A new penal code issued by decree in Afghanistan prescribes harsher penalties for animal mistreatment than for domestic violence and enshrines legal inequality based on gender and social status.
Decree No. 12, signed in January by Supreme Leader Hibatullah Akhundzada, comprises 119 articles across a 60-page document. UN High Commissioner for Human Rights Volker Türk told the Human Rights Council in Geneva that the decree “defines several crimes and punishments that contravene Afghanistan’s international legal obligations” and urged Afghan authorities to rescind it.
The code allows husbands and heads of households to determine and mete out punishment at home and “provides for the use of corporal punishment for numerous offences, including in the home, legitimising violence against women and children,” Türk said. It also criminalises criticism of the de facto leadership and their policies, violating freedoms of expression and assembly.
Under the decree, a man who beats his wife badly enough to cause a visible cut, wound or bruise faces 15 days in prison if his wife can prove the case before a judge. By contrast, a woman who goes to her father’s house and stays without her husband’s permission is punished with three months in prison; her relatives face prison if they do not return her to her husband.

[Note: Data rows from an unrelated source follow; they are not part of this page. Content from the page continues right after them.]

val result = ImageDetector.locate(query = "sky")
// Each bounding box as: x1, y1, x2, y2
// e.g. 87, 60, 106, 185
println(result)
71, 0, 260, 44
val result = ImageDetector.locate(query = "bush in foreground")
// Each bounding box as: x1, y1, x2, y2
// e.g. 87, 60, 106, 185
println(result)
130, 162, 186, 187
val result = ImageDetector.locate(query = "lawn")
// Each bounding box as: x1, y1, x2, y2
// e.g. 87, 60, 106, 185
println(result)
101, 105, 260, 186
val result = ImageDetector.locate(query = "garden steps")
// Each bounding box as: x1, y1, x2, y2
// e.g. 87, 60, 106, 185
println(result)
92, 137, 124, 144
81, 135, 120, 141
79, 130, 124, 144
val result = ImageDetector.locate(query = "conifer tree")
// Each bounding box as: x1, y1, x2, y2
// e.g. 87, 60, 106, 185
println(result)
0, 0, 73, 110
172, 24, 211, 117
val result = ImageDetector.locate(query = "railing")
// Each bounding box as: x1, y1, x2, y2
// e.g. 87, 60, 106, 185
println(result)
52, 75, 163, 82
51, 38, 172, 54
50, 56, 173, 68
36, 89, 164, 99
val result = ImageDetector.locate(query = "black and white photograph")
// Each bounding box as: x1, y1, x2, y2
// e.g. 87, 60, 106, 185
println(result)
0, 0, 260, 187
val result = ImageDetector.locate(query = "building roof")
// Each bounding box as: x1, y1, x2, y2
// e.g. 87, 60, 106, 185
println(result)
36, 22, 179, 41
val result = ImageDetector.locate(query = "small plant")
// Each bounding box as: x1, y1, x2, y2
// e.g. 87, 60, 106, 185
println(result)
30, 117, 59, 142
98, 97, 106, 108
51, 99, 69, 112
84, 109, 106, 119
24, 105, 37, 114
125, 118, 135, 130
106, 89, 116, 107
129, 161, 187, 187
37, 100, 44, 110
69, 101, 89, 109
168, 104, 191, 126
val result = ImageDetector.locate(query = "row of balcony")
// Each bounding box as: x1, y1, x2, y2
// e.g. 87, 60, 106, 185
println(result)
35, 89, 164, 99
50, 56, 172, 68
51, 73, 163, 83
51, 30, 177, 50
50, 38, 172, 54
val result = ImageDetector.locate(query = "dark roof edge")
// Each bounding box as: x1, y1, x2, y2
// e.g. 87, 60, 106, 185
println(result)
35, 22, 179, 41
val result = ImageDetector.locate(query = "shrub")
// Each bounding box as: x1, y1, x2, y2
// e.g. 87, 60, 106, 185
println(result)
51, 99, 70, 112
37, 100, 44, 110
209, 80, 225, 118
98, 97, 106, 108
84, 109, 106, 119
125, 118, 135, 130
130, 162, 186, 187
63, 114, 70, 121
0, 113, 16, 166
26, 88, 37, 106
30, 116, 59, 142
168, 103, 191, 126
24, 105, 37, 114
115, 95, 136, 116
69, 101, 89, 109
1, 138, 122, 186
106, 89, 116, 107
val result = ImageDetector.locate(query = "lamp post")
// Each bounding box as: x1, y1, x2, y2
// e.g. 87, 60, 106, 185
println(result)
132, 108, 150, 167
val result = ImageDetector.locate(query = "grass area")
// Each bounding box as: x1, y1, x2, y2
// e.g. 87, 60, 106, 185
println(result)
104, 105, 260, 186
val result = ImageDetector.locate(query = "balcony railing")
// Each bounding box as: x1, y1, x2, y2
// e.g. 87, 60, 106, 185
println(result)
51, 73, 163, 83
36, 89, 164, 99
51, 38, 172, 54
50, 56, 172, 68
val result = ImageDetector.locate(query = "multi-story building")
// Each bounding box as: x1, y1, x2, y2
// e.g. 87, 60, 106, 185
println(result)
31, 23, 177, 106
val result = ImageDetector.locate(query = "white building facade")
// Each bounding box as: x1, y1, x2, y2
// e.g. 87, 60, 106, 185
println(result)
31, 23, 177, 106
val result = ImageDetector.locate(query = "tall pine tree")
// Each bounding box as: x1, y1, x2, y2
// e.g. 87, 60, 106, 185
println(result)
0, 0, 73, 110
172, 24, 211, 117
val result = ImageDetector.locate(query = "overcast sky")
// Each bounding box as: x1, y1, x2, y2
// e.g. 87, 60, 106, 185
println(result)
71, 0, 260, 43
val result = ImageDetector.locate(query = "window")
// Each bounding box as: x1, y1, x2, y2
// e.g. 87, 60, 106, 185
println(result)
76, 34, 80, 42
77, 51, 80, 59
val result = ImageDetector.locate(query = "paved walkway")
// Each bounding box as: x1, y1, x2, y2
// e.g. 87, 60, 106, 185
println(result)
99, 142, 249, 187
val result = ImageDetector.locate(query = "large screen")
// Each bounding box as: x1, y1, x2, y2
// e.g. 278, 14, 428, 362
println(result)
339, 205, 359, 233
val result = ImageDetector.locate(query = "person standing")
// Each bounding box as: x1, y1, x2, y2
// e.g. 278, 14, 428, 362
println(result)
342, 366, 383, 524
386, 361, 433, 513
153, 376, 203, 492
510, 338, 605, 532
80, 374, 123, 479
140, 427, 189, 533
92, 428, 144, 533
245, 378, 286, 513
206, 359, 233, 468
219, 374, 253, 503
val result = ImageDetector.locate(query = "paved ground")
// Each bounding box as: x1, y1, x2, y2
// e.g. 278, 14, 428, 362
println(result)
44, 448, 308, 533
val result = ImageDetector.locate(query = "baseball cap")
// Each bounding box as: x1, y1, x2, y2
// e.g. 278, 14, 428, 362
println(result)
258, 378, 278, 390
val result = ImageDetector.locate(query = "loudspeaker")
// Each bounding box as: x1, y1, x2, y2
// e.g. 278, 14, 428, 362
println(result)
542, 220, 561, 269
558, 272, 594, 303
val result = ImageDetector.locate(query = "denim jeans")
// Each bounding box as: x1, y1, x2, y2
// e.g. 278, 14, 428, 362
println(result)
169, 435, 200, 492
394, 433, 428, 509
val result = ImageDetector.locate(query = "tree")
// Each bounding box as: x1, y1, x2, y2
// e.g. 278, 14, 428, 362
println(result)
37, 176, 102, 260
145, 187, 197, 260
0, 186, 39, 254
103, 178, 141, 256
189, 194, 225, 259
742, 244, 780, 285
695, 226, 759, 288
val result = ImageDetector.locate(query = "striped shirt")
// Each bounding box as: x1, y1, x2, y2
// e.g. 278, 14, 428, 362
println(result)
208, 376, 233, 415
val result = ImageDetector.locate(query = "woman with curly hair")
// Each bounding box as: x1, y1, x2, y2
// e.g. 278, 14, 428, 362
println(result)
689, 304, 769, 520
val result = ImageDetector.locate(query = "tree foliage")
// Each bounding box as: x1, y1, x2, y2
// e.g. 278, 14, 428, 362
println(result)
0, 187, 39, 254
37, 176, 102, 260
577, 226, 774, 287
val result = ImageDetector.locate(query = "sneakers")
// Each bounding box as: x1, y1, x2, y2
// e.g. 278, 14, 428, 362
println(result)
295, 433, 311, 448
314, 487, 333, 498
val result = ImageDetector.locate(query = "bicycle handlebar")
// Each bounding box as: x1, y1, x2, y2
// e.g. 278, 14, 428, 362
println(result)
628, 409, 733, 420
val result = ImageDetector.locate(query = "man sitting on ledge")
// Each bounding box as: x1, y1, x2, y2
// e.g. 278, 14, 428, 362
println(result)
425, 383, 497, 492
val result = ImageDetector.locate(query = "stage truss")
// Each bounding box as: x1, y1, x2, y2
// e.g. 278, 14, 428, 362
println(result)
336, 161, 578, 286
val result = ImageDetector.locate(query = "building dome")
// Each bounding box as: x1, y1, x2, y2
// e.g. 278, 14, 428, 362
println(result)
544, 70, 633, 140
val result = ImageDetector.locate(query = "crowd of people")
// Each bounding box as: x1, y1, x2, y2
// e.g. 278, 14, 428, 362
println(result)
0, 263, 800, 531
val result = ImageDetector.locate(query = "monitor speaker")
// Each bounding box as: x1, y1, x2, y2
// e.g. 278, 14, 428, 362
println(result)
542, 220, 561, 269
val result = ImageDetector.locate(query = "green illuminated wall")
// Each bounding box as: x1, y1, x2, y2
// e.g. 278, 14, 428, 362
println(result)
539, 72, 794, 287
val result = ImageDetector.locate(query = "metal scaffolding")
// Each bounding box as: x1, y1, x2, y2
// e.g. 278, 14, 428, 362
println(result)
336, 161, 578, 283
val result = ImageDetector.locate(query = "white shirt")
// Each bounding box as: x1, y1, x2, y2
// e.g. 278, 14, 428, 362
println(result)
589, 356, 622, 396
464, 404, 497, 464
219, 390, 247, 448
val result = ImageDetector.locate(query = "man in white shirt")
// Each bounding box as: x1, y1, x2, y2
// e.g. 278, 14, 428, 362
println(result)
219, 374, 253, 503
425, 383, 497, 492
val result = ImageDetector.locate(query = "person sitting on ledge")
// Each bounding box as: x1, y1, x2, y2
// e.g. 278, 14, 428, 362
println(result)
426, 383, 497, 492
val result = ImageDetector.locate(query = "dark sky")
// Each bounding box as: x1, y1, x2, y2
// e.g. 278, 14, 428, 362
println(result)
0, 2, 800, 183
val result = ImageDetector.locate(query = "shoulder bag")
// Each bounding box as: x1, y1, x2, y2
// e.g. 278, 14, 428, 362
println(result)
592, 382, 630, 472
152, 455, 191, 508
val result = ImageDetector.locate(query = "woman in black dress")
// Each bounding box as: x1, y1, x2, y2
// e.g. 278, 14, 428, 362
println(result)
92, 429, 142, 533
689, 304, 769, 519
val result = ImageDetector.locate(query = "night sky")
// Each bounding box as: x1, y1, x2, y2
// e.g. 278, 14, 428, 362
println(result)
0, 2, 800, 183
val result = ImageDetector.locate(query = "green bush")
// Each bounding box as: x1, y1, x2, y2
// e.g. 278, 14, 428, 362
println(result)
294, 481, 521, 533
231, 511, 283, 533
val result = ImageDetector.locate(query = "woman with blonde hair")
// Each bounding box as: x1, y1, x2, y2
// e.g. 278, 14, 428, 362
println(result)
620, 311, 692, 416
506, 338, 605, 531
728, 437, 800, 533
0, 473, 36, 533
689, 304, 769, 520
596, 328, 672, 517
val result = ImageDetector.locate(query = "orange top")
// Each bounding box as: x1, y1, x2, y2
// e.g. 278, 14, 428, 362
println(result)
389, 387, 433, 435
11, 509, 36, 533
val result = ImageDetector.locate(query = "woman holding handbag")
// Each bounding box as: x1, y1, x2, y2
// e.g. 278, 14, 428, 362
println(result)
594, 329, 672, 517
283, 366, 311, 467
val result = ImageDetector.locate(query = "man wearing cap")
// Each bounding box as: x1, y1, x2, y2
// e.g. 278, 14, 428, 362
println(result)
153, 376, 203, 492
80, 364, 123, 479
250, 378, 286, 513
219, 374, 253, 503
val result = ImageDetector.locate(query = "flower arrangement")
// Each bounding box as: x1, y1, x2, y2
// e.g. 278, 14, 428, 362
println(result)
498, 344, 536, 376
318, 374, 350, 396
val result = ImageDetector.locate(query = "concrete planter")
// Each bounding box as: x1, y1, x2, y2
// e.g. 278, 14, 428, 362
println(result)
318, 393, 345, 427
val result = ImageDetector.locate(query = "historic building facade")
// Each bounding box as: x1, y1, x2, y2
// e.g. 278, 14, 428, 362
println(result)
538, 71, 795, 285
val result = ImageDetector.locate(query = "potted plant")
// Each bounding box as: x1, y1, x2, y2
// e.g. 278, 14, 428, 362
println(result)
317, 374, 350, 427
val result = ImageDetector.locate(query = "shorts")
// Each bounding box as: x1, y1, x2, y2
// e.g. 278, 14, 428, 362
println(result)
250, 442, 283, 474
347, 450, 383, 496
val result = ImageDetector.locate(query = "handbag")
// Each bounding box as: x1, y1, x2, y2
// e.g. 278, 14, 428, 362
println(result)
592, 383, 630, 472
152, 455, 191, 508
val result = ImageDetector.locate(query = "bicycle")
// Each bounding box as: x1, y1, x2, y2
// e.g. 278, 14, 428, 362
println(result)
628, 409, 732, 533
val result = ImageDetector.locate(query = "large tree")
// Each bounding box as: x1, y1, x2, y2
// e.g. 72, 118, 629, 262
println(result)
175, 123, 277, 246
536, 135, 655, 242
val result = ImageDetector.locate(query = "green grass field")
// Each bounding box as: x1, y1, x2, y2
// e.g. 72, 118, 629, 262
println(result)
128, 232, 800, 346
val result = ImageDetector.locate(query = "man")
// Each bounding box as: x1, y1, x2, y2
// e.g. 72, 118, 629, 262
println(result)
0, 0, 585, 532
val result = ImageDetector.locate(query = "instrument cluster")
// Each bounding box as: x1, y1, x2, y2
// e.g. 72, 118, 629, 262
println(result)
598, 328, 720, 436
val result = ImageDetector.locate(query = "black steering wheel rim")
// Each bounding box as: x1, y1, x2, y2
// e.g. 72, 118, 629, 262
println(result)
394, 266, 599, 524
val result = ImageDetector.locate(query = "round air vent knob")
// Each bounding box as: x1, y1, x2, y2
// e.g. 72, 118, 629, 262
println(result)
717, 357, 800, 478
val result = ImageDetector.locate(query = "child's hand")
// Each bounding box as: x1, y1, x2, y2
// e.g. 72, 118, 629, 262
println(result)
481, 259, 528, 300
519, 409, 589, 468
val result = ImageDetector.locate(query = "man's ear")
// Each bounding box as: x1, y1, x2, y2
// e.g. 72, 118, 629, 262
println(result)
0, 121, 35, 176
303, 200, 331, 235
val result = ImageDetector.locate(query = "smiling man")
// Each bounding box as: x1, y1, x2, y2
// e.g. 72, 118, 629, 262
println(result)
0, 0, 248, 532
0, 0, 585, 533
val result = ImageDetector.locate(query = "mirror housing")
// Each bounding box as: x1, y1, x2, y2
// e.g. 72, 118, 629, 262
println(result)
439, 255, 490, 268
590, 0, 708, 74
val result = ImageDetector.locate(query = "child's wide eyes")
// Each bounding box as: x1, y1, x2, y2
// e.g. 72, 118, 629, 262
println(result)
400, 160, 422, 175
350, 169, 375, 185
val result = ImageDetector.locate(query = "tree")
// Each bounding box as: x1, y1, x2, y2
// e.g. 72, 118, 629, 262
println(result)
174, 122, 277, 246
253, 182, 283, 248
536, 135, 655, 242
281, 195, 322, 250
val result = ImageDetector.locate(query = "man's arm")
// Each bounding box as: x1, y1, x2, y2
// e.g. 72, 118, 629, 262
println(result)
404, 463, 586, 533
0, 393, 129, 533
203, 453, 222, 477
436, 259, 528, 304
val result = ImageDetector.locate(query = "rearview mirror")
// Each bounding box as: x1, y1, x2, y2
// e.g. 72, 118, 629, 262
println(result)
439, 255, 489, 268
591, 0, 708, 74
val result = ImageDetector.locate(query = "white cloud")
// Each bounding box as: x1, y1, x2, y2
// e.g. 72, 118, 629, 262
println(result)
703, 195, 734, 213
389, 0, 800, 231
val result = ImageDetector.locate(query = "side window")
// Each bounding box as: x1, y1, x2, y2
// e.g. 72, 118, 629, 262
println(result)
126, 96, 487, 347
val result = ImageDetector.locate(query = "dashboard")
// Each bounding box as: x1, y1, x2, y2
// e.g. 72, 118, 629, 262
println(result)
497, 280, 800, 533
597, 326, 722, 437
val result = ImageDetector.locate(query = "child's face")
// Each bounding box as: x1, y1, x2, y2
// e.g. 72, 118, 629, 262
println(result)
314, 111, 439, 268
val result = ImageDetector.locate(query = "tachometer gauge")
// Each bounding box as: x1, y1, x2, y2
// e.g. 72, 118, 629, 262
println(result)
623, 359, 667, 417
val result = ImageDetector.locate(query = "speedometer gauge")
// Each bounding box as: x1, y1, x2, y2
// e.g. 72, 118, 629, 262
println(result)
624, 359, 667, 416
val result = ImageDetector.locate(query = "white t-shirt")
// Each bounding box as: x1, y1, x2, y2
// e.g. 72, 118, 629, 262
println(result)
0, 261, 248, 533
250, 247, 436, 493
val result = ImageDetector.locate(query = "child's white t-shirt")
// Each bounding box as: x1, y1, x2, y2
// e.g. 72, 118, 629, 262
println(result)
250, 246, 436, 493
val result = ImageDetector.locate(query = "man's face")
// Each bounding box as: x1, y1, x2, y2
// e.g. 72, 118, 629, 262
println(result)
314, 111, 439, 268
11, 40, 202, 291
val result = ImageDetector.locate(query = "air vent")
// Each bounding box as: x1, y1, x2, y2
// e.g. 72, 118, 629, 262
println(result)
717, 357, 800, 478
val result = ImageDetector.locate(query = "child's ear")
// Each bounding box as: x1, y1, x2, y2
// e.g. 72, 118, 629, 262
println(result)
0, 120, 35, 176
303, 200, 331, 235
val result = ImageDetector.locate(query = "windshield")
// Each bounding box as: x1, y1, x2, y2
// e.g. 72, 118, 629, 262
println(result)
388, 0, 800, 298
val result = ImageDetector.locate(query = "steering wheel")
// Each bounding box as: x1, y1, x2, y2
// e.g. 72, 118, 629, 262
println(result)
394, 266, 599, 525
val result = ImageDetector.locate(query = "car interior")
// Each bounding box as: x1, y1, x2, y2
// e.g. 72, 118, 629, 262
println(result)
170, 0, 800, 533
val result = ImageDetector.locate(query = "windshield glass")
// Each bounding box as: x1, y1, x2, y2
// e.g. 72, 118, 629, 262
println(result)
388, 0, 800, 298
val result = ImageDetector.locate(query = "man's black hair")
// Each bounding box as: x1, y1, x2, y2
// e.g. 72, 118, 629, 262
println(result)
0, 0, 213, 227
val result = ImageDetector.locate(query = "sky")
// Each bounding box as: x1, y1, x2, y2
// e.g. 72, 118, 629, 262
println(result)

UN Women’s Special Representative in Afghanistan, Susan Ferguson, said the decree “formally removes equality between men and women before the law,” placing husbands above their wives and restricting women’s access to protection and justice.
Penalties for animal cruelty are stiffer. Anyone organizing animal or bird fights faces five months in prison. Cockfights and partridge fights—popular pastimes that were banned after the Taliban took power in 2021—are specifically targeted.
The code also institutes class-based differential punishments for the same offences: scholars and “high-ranking people” receive warnings; tribal leaders and businessmen get warnings and court summonses; “average people” face imprisonment; and the “lower classes” may be physically beaten. An offender sentenced to up to 39 lashes must be whipped on “different parts of the body,” the decree states.
Murder carries the death penalty for anyone convicted. Insulting the Prophet Muhammad is also a capital offence, though the death penalty can be reduced to six years’ imprisonment if the accused repents.
Speaking in Geneva, Türk urged Afghan authorities to reverse their exclusionary policies. “Women and girls are the present and the future, and the country cannot thrive without them,” he said.